The Asian American community as a whole has long worked for visibility and equity, and now the COVID-19 pandemic is putting our communities' physical and emotional health at risk. Anti-Asian hate crimes and occurrences have increased dramatically in the last year. PABNEEG has been striving to raise awareness about the rise in prejudice and discrimination towards Asian Americans who are being blamed incorrectly for the coronavirus. Discrimination takes numerous forms, ranging from antagonism and suspicions that Asian Americans are coronavirus carriers to verbal abuse, harassment, and even physical violence.

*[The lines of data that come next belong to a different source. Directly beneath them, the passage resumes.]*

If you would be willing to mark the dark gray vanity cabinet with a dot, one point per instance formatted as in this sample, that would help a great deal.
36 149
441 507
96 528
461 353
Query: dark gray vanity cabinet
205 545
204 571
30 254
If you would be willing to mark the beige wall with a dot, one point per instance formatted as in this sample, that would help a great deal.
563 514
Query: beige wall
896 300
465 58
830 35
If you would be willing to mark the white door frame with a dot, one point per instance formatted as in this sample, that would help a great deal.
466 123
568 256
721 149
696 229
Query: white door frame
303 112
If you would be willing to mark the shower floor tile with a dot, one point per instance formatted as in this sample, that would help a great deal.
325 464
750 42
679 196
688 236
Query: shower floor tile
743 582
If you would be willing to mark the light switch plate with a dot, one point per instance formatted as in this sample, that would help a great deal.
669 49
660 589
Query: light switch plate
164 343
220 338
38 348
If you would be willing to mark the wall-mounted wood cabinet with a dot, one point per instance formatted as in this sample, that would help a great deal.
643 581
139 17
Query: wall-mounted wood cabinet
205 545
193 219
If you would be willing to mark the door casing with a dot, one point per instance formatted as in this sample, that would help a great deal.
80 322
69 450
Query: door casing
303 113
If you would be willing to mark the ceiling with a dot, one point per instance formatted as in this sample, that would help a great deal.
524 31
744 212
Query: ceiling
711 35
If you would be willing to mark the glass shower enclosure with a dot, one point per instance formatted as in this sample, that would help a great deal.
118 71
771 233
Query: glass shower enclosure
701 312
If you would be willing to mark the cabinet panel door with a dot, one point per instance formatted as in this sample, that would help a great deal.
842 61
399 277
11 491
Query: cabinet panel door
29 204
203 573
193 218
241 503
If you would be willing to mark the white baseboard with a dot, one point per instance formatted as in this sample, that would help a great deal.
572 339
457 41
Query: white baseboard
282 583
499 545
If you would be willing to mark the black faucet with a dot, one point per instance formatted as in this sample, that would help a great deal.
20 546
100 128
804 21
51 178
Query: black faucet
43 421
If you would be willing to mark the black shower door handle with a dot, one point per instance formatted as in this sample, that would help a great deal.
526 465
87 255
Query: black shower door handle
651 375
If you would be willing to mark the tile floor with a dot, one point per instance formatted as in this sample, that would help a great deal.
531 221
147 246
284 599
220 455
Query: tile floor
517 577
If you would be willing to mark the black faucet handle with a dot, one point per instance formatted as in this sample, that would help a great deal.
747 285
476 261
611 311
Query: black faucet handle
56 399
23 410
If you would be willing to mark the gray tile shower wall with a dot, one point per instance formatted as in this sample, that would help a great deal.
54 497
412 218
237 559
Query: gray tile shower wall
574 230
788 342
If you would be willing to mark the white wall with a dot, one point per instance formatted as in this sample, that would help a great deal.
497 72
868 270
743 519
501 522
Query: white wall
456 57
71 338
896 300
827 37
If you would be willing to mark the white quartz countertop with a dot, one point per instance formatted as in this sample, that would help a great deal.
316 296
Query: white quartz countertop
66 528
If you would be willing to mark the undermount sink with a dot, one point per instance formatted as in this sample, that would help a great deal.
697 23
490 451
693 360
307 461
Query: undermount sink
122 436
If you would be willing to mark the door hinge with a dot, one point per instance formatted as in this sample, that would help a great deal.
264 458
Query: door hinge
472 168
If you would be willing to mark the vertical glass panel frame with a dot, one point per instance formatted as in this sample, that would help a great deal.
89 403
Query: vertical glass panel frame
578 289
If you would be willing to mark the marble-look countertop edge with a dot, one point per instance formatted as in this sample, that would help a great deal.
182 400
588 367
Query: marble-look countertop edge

Strategic campaigns aimed to educate and build sustainable long-term partnerships with the local Hmong community and their local city and county government, law enforcement agencies, and other organizations. This will open opportunities to provide an understanding of the cultural values and beliefs furthering meaningful relationship building, resources, and assisting in the long-term growth of the local Hmong community. PABNEEG is also dedicated to pressuring federal, state, and local governments to collect and submit data that permits Hmong, Asian Americans, Native Hawaiians, and Pacific Islanders to be recognized. Our individual stories, experiences, cultures, and ancestors are important.
The Hmong people belong to a Southeast Asian ethnic group. After the Vietnam War, they were able to establish relative economic and political stability in the United States and other Hmong-migrating countries. Hmong women, on the other hand, continue to experience discrimination and persecution in their own communities. The Hmong culture places a strong emphasis on education. As a result, many Hmong families encourage their children to continue their education, however, they still need to attain Hmong gender equality. As a result, in recent years, families have not been equally supportive of young females. Gender roles are firmly established in Hmong society. Gender stereotypes continue to limit the chances available to Hmong families. Women, on the other hand, have triumphed in breaking down barriers and PABNEEG will continue to support this social change.
Members of marginalized cultural groups are unable to afford to live in their own city. As rents and housing prices rise, our neighborhoods are becoming more segregated, homelessness continues to rise, and people are being pushed out of their communities. There is a significant lack of deep and permanently affordable housing opportunities developed for lower-income residents, particularly for the nearly 30% of households considered extremely low income. We are all in danger of losing the diverse areas we love.